San Francisco Dedicates More Money to End HIV

Save ArticleSave Article

Failed to save article

Please try again

This article is more than 7 years old.
Johanna Brown has been living with HIV since 1988.  (April Dembosky/KQED)

San Francisco is putting up another $1.2 million in its fight against HIV and to further its goal of becoming the first city in the world to reduce its number of new HIV infections and deaths to zero.

Other cities have signed on to meet the challenge by 2030. But San Francisco believes it has the strategy to meet the goal before then.

“If anyone can do it, San Francisco can do it,” said Supervisor David Campos.

The city is relying heavily on two initiatives.

The first is getting people with HIV into antiretroviral treatment much faster, sometimes the same day they’re diagnosed. These medications reduce the level of HIV in the blood, making it harder to transmit.


The second is expanding use of the HIV prevention pill, Truvada. This has been somewhat controversial. A recent Kaiser study found that some men who took the drug used condoms less and contracted other sexually transmitted diseases. But none got HIV.

Other studies show the drug “could be over 90 percent effective in preventing new infections, if taken on a daily basis,” said Dr. Susan Buchbinder, director of HIV research at the city’s health department. She added there's no reason to withhold a lifesaving preventive drug for fear of promiscuity.

“I liken it to me telling my patients that I'm not going to give them a cholesterol-lowering drug because they might eat more ice cream,” she said. “I would never do that."

San Francisco participated in the first pilot studies for the preventive therapy, also known as Pre-Exposure Prophylaxis (PrEP), and is now a leader in its use, Buchbinder said.

Health officials from Paris and Amsterdam visited San Francisco recently to study the city’s program, in anticipation of the drug getting licensed in Europe.

“Of course, we were a city where HIV started and was discovered, and reached epidemic levels,” said Mayor Ed Lee, “but we're also a city at the forefront of the appropriate response.”

At a time when the federal government continues to cut HIV/AIDS funding, San Francisco consistently backfills the loss, Lee said.

But other counties in California haven’t. In Fresno, for example, HIV infection rates have gone up as funding has been cut. In 2011, new cases of HIV spiked 73 percent over the county’s previous five-year average. Annual rates dipped slightly after that, then went up again last year.

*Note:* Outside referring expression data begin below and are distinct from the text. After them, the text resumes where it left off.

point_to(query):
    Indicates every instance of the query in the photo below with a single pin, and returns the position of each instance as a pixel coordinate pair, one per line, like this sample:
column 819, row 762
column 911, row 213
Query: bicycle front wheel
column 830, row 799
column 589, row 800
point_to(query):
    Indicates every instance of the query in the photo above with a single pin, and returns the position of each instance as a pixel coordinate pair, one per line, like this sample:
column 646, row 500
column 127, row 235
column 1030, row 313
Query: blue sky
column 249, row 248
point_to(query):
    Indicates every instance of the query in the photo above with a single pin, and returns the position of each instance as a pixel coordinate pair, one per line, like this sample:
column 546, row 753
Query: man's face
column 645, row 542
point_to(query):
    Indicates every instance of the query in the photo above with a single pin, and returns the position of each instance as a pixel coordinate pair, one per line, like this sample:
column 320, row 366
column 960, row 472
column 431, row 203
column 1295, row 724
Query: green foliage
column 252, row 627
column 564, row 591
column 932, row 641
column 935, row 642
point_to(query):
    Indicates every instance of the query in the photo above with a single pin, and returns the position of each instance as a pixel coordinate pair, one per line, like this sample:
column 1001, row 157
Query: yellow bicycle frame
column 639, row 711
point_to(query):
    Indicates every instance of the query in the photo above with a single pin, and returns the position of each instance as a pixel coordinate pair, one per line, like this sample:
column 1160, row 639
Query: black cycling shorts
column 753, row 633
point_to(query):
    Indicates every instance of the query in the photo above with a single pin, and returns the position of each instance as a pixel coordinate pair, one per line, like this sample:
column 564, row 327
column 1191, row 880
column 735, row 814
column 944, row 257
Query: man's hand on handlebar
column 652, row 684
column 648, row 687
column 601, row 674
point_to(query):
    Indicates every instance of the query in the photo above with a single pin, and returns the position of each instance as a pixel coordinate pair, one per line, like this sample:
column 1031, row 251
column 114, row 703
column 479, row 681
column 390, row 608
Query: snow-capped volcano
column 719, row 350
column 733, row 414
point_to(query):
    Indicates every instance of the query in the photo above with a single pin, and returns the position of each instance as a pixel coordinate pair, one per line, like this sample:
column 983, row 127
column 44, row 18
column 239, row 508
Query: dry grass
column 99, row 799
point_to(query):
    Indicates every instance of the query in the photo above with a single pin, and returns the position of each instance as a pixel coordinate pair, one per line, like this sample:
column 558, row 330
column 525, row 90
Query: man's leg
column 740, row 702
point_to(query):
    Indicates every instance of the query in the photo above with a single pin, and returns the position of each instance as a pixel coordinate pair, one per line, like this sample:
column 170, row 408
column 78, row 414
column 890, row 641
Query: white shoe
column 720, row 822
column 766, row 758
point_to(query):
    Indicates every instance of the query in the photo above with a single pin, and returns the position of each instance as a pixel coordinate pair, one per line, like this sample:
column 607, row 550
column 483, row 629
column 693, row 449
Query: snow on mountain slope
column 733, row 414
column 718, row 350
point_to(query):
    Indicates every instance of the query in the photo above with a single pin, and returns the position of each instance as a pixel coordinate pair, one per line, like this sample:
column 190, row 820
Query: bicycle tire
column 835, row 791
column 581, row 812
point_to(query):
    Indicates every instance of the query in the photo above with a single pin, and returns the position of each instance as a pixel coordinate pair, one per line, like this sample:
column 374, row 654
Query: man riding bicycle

In total, San Francisco spends $54 million on HIV prevention and care each year. In addition to the $1.2 million the city dedicated to the effort from its own coffers this week, the MAC AIDS Fund, a philanthropic arm of the MAC cosmetics company, gave another $500,000 to the city.

Most of the new funding will go toward hiring more patient navigators, who will help patients sign up for health insurance, find a clinic to get care or find resources to help pay for the prevention drugs -- the Truvada daily pill can cost more than $1,000 a month.

The city will focus a lot of its outreach on young men and men of color, who are disproportionately affected by HIV. African-American gay men have the highest rate of new diagnoses.

Johanna Brown, a black transgender woman living with AIDS, remembers how difficult life was after she got her diagnosis.

“I lost my job, I lost my apartment, I got on drugs real heavy,” she said. “I lost my self-esteem, got disconnected from my family.”

She came to San Francisco in 2011 and found the API Wellness Center, where she got a new doctor, therapist and case manager. They helped her get treatment, housing and a job. They also have a special support program for transgender people living with HIV and AIDS.

“There, we as girls get to come together, we get to socialize within ourselves, but we get to learn about our disease,” she said. “We don’t have to be worried about stigma, being judged, people pointing fingers at us. So we live a healthier life.”

Today, Brown’s T-cell count is good, and the virus is undetectable in her blood.

“I'm not dying,” she said. “I'm going to live a long life.”